Melihat-lihat beberapa menit, Emran menangkap siluet anak laki-laki bertubuh kerempeng yang mengajak Gendhis ke pasar malam malam minggu lalu. Anak itu berdiri di dekat pedagang siomay. Di sampingnya ada gadis berseragam SMA, memakai tas ransel biru tua dan rambutnya dikuncir sembarangan. Gadis itu terlihat menyerupai Gendhis. Emran menajamkan matanya ketika melihat gadis itu menepuk bahu teman prianya lalu tertawa.

“Gendhis!”

Gendhis yang terpanggil balik badan, matanya yang punya kornea bewarna hitam itu membelalak saking kagetnya, ingin lari tak bisa karena Yudhi sedang mengajaknya ngobrol. Emran alias suaminya menjemputnya untuk pulang. Apalagi yang pria itu tengah lakukan sekarang. Ingin berdamai dengannya gara-gara insiden kemarin atau berusaha mendekatinya dengan memberi perhatian. Gendhis jelas tak butuh.

“Abang mau jemput aku?” Tak baik menunjukkan pemberontakan. Setakut apa pun, Gendhis menyadari jika Emran suaminya. Lebih baik menurut. Setelah kencannya dengan Yudhi ketahuan, Bisa saja kan Emran mengincar pemuda itu untuk dipukul.

“Iya. Ayo kita pulang.”

Gendhis menengok kanan kiri sebelum menuruti permintaan Emran. “Motor abang mana?”

“Abang gak bawa motor, abang bawa mobil.”

Gendhis tercengang, Mobil siapa? Apa Emran meminjam pada teman. Bayangan kendaraan yang tertutup dan beroda empat itu seketika membuatnya ngeri. Apalagi berada di sana Cuma berdua kalau pun berteriak saat di apa-apakah tidak akan ketahuan orang.

“Ndis, dia abangmu?” Yudhi memperkeruh keadaan. Gendhis Cuma bisa mengangguk sambil cemberut. Tak mungkin bilang suami, bisa diejek satu sekolahan. “Dia juara tarung kan? Aku pernah lihat.” Dan Emran ingin sekali menguji kekuatan pukulannya pada pemuda ini.

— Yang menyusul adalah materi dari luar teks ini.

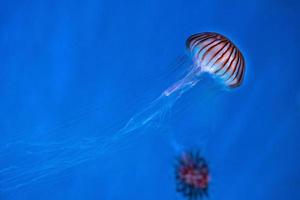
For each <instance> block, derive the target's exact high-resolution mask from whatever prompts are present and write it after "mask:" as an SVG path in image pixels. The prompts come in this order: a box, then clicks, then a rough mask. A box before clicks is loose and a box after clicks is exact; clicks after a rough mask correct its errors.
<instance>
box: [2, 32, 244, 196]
mask: <svg viewBox="0 0 300 200" xmlns="http://www.w3.org/2000/svg"><path fill="white" fill-rule="evenodd" d="M186 48H187V52H188V55H189V57H190V58H191V59H190V60H191V61H192V62H187V60H185V61H183V62H186V63H183V64H182V63H181V61H180V63H181V64H180V63H179V65H184V66H187V65H185V64H188V65H189V64H190V65H189V66H188V67H187V68H186V70H185V72H186V73H185V74H184V76H182V77H181V78H180V79H179V80H178V81H177V82H175V83H174V84H172V85H170V87H167V88H166V89H165V90H163V91H161V92H160V93H159V95H158V96H157V98H156V99H154V100H153V101H152V102H150V103H149V104H147V105H145V106H144V107H143V108H141V110H140V111H139V112H136V113H135V114H133V115H132V116H131V117H130V118H129V119H128V120H126V121H124V122H122V124H120V125H118V126H116V128H115V129H114V131H113V132H110V131H107V132H106V130H105V133H108V132H109V134H103V133H102V132H99V134H97V135H96V136H94V137H83V138H78V137H75V136H74V137H71V138H65V139H64V140H54V141H47V142H42V140H41V141H40V140H39V137H40V135H36V138H37V139H36V140H34V141H30V140H27V135H22V136H21V137H20V139H16V140H12V141H9V142H7V144H5V145H4V146H1V147H0V157H1V161H2V162H1V165H0V193H1V192H10V191H12V190H14V189H17V188H21V187H24V186H28V185H30V184H33V183H36V182H37V181H39V180H41V179H43V178H45V177H48V176H51V175H55V174H59V173H61V172H62V171H64V170H68V169H70V168H72V167H74V166H77V165H80V164H82V163H84V162H87V161H90V160H93V159H97V158H99V157H100V156H101V155H104V154H108V153H112V152H118V151H121V150H123V149H124V148H127V147H128V146H129V145H131V143H132V140H134V138H136V137H135V136H137V135H140V134H141V133H142V131H141V129H143V128H146V127H149V126H151V125H152V126H153V127H156V124H158V125H160V124H161V121H162V119H164V116H165V115H166V112H168V111H169V110H170V109H171V108H172V107H173V106H174V105H175V103H176V102H177V100H178V99H180V97H181V96H182V95H183V94H184V93H186V92H187V91H189V90H190V89H192V88H193V87H194V86H195V85H196V84H200V83H201V80H202V79H203V76H202V75H203V74H209V75H210V76H212V77H213V78H214V80H217V81H219V82H220V83H221V84H220V85H221V86H222V88H236V87H238V86H240V85H241V83H242V82H243V78H244V74H245V60H244V57H243V55H242V53H241V52H240V50H239V49H238V48H237V46H236V45H235V44H233V42H231V41H230V40H229V39H227V38H226V37H225V36H223V35H221V34H219V33H212V32H205V33H198V34H194V35H192V36H190V37H189V38H188V39H187V40H186ZM199 96H200V94H199ZM204 96H205V94H202V97H204ZM187 117H188V116H187ZM154 125H155V126H154ZM157 127H159V126H157ZM24 149H25V150H24ZM11 152H13V153H11ZM3 158H5V159H3ZM20 158H22V159H20ZM23 158H24V159H23ZM46 158H47V159H46ZM23 160H25V161H28V162H23ZM29 161H30V162H29ZM180 166H181V167H183V168H179V169H182V170H181V171H179V172H180V173H179V174H178V175H179V179H178V180H179V181H180V182H181V183H182V184H183V186H184V187H183V190H182V191H184V193H185V194H188V195H189V196H190V198H194V196H195V195H196V196H204V195H205V194H206V191H207V185H208V180H209V179H208V168H207V165H206V162H205V160H204V159H203V158H201V157H199V156H196V155H193V154H187V155H186V156H185V158H184V159H183V160H182V161H181V164H180ZM185 170H186V171H185ZM189 170H191V171H189ZM184 172H186V173H184ZM191 173H195V174H191ZM193 178H195V179H193ZM186 192H187V193H186Z"/></svg>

“Iya, aku mau pulang duluan ya.”

“Iya hati-hati di jalan nanti aku telepon. Kamu kalau balas sms ku suka lama.”
Emran ingin menyahut tapi keburu ditarik Gendhis untuk pergi. Dalam keadaaan darurat, Istrinya tak jijik jika menyentuhnya. Emran mendiamkan kelakuan Gendhis sampai mereka berada di pinggir jalan raya.

“Kamu sering di berhubungan sama teman kamu yang tadi itu?”

“Ya namanya juga teman, kadang tanya PR.”

“Kadang juga ngajak main, kencan berdua.” Emran melanjutkannya dengan ucapan tajam serta penuh sindiran.

“ Ah sudah. Aku lagi males dinasehatin.” Gendhis mengibaskan tangan lalu mempererat pegangan pada tali tas ranselnya. “Mobil abang mana?” Dan gadis ini pintar mengalihkan pembicaraan.

“Sebentar Abang ambil.”
Gendhis menunggu tak dengan pikiran kosong. Ia punya sendiri cara agar nyaman pulang bersama Emran. Tangannya melambai ke arah beberapa temannya yang sedang jajan cilok, membawa bala bantuan sepertinya perlu. Tak berapa lama mobil Avanza hitam terparkir tepat di hadapannya dengan Emran yang berperan sebagai sopir. Gendhis kira suaminya akan membawa mobil butut yang penuh dengan dempulan seperti milik tetangga sebelah mereka.

“Kak, aku ngajak Mitha, Sonya sama Nur pulang bareng. Boleh kan?”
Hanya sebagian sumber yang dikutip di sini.